Anılan maddenin birinci fıkrasında davanın taraflarının kendi hakları ile bağlantılı olarak hukuki dinlenilme hakkına sahip oldukları belirtildikten sonra maddenin ikinci fıkrasında bu hakkın "açıklama ve ispat hakkını da" içerdiği vurgulanmıştır. Davanın taraflarının, usûl hukuku hükümlerine aykırı olarak ispat hakkını kullanmalarının kısıtlanması, iddia ve savunma hakkının kısıtlanması sonucunu doğurur.

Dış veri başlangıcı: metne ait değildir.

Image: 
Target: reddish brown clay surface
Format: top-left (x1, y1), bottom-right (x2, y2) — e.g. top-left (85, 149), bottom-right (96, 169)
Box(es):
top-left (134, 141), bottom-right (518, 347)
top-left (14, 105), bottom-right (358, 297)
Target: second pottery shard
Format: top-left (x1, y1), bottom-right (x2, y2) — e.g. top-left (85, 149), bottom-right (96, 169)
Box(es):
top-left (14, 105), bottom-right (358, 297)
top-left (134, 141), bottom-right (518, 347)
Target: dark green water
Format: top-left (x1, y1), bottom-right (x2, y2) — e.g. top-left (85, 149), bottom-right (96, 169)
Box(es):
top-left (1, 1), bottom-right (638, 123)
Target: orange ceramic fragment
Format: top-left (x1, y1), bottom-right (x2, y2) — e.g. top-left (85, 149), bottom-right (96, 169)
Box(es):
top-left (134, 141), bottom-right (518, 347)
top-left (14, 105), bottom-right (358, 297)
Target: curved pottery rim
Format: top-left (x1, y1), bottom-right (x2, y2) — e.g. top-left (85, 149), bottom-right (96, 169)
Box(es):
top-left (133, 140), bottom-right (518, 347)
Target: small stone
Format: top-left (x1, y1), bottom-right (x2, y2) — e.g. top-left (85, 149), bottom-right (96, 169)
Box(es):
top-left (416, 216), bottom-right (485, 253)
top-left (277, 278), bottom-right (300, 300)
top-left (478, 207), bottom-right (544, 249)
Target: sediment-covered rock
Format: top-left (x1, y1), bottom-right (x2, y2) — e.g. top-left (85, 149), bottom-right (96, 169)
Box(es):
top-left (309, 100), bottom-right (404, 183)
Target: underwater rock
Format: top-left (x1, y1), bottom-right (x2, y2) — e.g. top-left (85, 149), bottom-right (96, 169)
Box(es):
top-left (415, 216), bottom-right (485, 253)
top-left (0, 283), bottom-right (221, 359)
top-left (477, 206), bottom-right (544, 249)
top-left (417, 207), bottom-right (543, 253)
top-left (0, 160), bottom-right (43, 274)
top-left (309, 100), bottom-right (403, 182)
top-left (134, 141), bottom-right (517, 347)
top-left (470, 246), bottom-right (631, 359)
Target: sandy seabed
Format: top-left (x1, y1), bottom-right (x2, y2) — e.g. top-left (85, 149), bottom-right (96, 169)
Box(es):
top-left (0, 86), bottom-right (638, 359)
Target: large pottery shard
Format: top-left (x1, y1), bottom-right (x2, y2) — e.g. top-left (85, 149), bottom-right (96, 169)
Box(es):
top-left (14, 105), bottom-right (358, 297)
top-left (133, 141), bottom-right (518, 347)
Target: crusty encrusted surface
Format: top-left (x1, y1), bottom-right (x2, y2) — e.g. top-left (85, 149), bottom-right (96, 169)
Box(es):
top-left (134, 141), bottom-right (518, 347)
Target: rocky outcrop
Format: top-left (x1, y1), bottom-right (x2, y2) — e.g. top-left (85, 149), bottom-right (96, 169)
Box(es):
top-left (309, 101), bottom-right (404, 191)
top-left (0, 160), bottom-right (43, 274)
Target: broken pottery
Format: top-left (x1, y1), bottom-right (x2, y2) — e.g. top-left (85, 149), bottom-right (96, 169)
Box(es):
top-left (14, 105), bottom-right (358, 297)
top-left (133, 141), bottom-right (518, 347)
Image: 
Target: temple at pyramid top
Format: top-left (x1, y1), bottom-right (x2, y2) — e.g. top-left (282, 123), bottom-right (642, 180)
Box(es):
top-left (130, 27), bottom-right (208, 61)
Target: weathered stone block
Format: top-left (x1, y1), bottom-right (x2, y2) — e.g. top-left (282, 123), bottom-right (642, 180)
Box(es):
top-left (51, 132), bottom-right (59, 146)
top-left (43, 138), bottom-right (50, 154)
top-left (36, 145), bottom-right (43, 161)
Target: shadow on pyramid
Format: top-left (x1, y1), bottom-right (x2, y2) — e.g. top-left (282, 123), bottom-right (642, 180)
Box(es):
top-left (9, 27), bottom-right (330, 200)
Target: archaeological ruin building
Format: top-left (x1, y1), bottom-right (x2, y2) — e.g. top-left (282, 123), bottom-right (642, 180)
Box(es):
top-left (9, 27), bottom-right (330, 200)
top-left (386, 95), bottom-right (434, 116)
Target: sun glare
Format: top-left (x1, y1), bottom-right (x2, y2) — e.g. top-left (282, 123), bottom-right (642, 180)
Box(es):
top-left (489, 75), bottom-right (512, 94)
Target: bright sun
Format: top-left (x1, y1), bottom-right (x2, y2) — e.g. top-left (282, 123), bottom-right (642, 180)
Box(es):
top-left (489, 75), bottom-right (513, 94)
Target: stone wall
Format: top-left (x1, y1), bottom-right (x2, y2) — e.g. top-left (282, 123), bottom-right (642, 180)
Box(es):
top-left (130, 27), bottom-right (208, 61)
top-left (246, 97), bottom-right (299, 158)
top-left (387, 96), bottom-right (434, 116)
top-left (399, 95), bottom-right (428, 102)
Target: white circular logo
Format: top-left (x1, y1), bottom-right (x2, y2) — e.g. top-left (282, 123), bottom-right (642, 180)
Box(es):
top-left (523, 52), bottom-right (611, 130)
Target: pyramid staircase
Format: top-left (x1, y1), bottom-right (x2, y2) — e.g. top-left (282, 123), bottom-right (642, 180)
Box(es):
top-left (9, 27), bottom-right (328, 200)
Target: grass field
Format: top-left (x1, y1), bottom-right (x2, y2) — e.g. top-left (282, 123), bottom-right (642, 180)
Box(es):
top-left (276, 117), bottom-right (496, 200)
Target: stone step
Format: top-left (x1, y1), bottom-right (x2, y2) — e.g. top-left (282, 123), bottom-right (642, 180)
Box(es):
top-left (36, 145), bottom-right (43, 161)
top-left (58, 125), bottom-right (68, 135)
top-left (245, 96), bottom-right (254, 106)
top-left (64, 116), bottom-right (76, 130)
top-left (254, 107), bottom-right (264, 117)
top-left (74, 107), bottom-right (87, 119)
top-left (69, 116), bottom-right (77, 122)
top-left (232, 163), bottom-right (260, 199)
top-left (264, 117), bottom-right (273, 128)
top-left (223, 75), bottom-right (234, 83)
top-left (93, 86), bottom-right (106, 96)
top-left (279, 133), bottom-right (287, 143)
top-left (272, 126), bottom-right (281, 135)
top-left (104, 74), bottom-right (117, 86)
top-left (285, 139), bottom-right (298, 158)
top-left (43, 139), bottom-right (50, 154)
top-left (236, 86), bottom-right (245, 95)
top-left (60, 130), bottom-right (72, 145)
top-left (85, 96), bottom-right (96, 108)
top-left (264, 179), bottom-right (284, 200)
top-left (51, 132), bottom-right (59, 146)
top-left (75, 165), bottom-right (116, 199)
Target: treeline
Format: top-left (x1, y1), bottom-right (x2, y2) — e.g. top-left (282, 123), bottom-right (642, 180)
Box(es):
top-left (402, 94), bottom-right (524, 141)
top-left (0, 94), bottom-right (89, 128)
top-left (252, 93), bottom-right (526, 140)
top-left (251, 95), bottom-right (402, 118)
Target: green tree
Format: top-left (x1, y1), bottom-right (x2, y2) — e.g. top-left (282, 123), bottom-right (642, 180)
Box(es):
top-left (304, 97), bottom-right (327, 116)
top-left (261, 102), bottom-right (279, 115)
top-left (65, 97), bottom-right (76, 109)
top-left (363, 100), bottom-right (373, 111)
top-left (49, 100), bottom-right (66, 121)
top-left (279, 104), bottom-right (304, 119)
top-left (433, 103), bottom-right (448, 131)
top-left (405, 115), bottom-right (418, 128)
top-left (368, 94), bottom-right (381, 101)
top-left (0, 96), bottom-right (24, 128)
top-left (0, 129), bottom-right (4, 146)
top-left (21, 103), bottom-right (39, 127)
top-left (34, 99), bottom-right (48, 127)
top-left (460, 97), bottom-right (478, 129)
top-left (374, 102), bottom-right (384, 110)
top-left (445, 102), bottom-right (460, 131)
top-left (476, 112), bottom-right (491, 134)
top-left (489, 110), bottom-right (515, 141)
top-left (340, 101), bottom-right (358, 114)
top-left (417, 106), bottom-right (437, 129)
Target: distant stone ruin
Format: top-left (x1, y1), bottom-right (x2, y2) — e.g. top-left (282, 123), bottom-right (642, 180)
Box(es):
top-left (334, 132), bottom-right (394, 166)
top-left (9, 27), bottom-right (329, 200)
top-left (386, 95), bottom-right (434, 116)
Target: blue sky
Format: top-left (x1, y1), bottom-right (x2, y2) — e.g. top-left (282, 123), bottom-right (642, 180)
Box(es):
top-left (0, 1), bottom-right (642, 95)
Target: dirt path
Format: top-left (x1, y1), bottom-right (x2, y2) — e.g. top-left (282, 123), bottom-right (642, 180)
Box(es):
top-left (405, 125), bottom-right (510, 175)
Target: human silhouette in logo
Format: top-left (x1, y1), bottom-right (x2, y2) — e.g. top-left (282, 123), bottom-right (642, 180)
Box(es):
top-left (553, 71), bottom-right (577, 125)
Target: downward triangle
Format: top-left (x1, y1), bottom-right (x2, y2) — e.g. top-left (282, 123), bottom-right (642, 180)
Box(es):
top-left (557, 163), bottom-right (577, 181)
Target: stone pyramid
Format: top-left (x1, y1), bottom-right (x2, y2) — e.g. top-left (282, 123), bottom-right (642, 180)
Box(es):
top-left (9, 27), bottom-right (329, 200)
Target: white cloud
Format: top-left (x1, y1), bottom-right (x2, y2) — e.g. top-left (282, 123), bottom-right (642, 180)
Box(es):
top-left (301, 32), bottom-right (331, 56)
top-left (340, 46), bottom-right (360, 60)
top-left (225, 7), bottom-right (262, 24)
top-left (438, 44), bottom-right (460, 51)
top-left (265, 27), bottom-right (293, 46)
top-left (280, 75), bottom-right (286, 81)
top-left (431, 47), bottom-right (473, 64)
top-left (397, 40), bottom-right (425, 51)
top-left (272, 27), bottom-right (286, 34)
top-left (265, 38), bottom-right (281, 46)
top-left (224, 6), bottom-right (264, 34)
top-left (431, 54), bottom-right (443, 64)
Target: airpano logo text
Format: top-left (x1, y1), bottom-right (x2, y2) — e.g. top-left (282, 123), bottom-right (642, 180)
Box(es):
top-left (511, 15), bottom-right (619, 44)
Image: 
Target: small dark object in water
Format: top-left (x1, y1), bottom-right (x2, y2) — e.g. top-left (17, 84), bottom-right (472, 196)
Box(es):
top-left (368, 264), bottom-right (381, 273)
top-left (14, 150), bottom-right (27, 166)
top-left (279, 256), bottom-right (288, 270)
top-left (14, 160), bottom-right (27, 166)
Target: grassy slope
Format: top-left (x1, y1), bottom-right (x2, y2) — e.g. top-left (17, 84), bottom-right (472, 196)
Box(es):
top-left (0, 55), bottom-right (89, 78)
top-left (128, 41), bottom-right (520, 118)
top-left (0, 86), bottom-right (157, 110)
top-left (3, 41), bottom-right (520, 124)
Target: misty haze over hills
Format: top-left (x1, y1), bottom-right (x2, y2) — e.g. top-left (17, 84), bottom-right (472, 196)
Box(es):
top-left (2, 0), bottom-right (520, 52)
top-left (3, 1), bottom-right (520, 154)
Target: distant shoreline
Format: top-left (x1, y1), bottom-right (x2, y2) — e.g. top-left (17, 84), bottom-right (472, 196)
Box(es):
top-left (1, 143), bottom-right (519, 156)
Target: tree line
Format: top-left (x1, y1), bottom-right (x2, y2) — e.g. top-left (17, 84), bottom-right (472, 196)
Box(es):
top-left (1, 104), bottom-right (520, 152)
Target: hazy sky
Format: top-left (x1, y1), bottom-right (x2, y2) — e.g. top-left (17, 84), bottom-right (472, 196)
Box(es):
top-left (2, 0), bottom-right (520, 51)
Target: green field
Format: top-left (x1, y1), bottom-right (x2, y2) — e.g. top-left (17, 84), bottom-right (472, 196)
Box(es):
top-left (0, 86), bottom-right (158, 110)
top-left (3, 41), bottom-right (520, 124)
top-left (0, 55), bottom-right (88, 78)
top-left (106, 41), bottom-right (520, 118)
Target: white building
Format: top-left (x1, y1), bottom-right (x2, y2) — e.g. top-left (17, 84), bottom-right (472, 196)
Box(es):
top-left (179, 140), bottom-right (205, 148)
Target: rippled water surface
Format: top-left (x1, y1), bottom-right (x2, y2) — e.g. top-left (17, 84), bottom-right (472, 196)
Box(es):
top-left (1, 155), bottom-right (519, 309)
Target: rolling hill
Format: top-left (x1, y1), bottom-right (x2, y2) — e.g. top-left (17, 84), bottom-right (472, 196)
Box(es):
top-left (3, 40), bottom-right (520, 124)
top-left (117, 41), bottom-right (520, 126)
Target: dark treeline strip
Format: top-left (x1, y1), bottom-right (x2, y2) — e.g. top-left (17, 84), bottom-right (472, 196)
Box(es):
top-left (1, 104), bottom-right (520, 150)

Somut olayda, hukuki dinlenilme hakkının kısıtlanmaması bakımından davalı tarafça cevap dilekçesi ile birlikte süresinde delil listesinin sunulmuş olması ve bu delil listesinde tanık deliline de dayanılarak tanıkların isim ve adreslerinin daha sonra bildirileceğinin belirtilmesi karşısında mahkemece davalı tarafa tanık isim ve adreslerini bildirmesi amacıyla kesin süre verilmesi gerekirken, bu usûl hükümlerine uyulmaması hukuki dinlenilme hakkının ihlali olup bozma nedenidir.

O halde davalı vekilinin bu yöne ilişkin temyiz itirazları kabul edilmeli ve karar bozulmalıdır.

SONUÇ: Temyiz olunan kararın yukarıda yazılı nedenle BOZULMASINA, bozma nedenine göre davalının diğer temyiz itirazlarının incelenmesine şimdilik yer olmadığına, peşin alınan temyiz harcının istek halinde davalıya iadesine, 27.10.2016 tarihinde oybirliğiyle karar verildi.